会社組織において最終的なデシジョン・メーキング(意思決定)を下すのは、トップの仕事です。しかし現代社会では、答えが1つしかないような問題はごくわずか。ほとんどの問題は二項対立を抱えています。そこで一方の選択肢を選ぶということは、もう一方の可能性を失うことを意味する。二項対立に悩む経営者に対して、決断を迫る覚悟があるかどうか。ロジックで答えの出せるケースばかりではありません。だからこそ、チャレンジ精神とパッションが求められるのです。

「プレミアムロールケーキ」などのヒット商品を生んだ「驚きの商品開発プロジェクト」も、そうしたパッションから始まりました。弁当では、800円程度の価値のある高品質な商品を500円程度で販売し、好評を得ました。しかし、初めから現在のような形で提案されたわけではありません。最初は、「何か1つ品質のいい材料を使う」という程度でした。そこから、「原材料を直接仕入れられないか」「製造工程を見直せないか」といった議論に繋がっていき、最終的には、「とてもコストに見合わない」といわれていたものが、「驚き」の価格で提供できるようになったのです。
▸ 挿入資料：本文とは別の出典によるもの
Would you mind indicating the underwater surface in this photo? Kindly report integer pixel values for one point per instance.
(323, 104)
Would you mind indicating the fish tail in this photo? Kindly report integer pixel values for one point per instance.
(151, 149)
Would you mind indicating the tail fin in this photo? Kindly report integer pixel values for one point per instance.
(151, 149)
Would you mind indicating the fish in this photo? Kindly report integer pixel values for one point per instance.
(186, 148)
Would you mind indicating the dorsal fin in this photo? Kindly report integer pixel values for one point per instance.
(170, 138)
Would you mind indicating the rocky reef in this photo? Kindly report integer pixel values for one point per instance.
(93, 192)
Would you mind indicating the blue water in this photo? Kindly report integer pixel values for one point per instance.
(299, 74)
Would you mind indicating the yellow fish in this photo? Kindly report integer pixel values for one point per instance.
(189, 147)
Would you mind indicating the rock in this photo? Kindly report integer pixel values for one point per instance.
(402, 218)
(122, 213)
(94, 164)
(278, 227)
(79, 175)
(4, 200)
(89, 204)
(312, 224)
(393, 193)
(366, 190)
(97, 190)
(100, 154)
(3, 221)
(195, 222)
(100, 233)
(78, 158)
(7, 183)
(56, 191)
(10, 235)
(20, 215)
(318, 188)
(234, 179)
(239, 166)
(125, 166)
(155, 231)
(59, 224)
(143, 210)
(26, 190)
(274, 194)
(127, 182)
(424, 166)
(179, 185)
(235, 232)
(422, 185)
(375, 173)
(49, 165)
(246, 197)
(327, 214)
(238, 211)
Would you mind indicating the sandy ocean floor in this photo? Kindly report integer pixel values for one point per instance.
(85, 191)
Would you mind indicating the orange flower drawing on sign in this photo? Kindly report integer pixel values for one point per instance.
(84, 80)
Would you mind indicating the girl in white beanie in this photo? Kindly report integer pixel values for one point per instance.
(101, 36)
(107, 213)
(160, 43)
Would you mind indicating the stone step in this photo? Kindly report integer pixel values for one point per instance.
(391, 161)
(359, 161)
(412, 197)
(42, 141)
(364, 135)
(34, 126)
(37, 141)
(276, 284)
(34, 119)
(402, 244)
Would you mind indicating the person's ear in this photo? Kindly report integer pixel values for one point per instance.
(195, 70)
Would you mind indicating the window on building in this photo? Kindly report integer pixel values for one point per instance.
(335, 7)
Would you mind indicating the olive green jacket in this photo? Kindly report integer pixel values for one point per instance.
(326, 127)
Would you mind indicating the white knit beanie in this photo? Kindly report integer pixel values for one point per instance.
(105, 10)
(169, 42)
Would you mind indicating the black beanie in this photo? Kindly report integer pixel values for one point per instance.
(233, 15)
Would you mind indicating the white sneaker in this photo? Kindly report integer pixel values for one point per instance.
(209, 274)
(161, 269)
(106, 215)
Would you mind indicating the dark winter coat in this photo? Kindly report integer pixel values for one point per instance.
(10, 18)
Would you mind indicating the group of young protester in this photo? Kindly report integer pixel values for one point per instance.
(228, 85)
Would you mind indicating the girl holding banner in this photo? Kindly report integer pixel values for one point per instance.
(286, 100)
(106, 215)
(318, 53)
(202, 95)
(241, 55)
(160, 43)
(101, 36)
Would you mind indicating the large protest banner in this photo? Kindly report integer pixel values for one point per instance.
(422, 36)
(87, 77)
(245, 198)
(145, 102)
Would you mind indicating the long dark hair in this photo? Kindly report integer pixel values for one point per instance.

通常の社内文書では、もっぱら朱色を使うことにしていますが、ときには黒色の筆ペンを手にすることもあります。社員、加盟店のオーナー、店舗のアルバイト、株主、顧客といったステークホルダーに、ローソンの基本方針を示す、もしくは突発的なトラブルに対して対策やお詫びを申し上げる、といった場合です。